University of Iowa News Release
Oct. 20, 2003
(Photos: Top, Daniel Moore, Percussion Ensemble director; Below, members of the UI Percussion Ensemble)
UI Percussion Ensemble Will Honor Lou Harrison On Oct. 31 Halloween Concert
The University of Iowa Percussion Ensemble under the direction of Daniel Moore will present "The Percussion Music of Lou Harrison," a tribute to the influential American composer who died this year, at 8 p.m. Friday, Oct. 31. The concert will be free and open to the public.
"Along with John Cage and Henry Cowell, Lou Harrison was an important figure in the development of the contemporary percussion ensemble," Moore explained. "We owe much to him for opening our ears to the music of non-Western cultures. In this concert we will focus on his early works for percussion ensemble."

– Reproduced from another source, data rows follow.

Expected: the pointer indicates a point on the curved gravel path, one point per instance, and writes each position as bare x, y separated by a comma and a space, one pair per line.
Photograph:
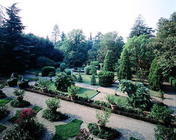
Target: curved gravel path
127, 126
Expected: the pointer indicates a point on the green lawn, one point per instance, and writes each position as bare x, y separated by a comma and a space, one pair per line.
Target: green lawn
2, 128
69, 130
4, 101
87, 79
86, 93
83, 92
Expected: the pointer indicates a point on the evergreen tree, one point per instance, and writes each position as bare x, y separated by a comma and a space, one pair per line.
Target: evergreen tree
93, 80
124, 70
154, 78
108, 64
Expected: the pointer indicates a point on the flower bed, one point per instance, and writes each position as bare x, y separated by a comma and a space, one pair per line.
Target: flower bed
101, 105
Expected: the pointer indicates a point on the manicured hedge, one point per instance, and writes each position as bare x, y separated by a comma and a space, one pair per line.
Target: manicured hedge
106, 78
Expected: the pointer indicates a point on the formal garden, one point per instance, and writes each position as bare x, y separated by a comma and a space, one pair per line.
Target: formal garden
39, 79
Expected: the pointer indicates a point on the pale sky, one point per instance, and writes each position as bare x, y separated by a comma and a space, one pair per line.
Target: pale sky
39, 16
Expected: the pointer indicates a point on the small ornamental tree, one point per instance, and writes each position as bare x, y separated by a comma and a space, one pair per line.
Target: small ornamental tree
154, 78
138, 94
63, 81
103, 116
93, 80
108, 64
106, 78
124, 70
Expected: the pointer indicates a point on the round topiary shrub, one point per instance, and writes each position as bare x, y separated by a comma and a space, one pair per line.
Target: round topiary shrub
87, 70
63, 81
103, 132
19, 102
2, 94
106, 78
47, 70
3, 112
51, 112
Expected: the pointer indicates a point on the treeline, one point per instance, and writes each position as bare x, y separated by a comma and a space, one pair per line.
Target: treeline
19, 51
145, 55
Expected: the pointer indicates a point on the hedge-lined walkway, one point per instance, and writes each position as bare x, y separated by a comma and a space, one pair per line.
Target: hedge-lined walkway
128, 126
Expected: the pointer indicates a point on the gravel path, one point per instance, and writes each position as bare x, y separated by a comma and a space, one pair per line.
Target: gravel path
128, 126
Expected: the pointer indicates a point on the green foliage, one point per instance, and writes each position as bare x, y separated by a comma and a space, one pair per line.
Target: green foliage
93, 80
63, 81
124, 69
103, 116
139, 28
154, 77
53, 116
162, 113
73, 90
43, 61
165, 133
47, 70
53, 104
3, 112
108, 64
139, 96
93, 69
2, 128
2, 94
103, 132
87, 70
106, 78
140, 55
62, 67
111, 99
68, 71
79, 79
69, 130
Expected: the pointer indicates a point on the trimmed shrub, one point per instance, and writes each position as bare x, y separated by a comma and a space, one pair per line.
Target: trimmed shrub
93, 70
106, 133
93, 80
87, 70
62, 67
165, 133
63, 81
108, 64
160, 112
154, 77
48, 69
68, 71
106, 78
79, 79
3, 112
2, 94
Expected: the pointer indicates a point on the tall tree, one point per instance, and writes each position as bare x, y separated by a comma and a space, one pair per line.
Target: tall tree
55, 34
124, 68
110, 41
140, 28
108, 64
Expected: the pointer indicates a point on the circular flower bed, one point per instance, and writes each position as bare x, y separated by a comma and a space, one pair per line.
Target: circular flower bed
53, 116
103, 132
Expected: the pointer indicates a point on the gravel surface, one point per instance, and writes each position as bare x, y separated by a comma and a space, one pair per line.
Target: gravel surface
127, 126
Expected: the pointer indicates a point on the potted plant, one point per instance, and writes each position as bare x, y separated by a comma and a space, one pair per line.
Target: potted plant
112, 100
73, 91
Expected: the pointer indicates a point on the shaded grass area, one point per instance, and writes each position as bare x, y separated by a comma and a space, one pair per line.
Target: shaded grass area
69, 130
83, 92
2, 128
4, 101
87, 79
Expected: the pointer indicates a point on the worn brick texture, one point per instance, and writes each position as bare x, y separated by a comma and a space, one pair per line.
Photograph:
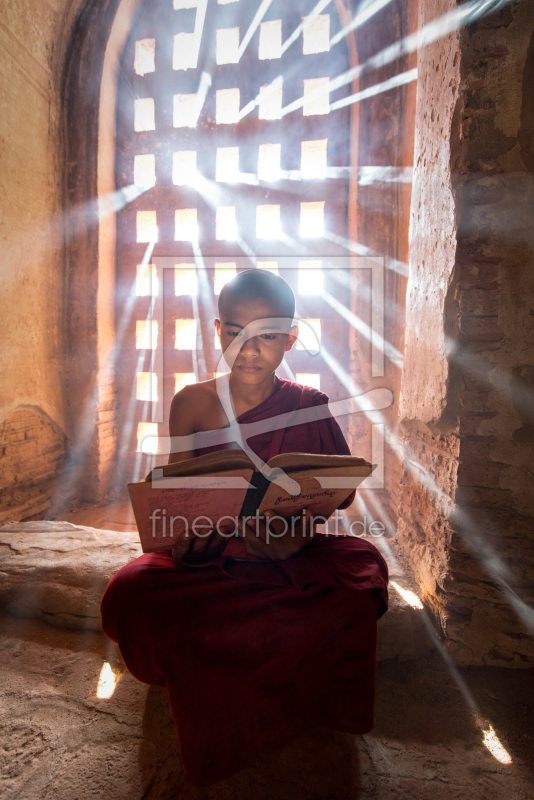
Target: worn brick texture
32, 452
467, 506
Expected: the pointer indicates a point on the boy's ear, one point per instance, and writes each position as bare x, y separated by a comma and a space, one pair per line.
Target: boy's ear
292, 337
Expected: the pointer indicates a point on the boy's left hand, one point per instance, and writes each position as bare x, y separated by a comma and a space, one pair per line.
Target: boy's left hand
270, 540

Works by Harrison on the program include "Fugue for Percussion," "The Song of Quetzelcoatl," "Fifth Simfony" and Canticles No.1 and No. 3. "Double Music" by Harrison and the American iconoclast John Cage, who was both a friend and a collaborator with Harrison, will also be included.
While Moore stressed the seriousness of the tribute to Harrison, he suggested that percussionists like to break out of the mold at some point in a concert. "Anyone who has attended our concerts in the past knows that we can't remain totally serious for an entire evening," he said.
"There will be some Halloween fun -- how could we pass up that opportunity? We will have some good Halloween music and there may also be a special visit by some Clapp Recital Hall ghosts and goblins.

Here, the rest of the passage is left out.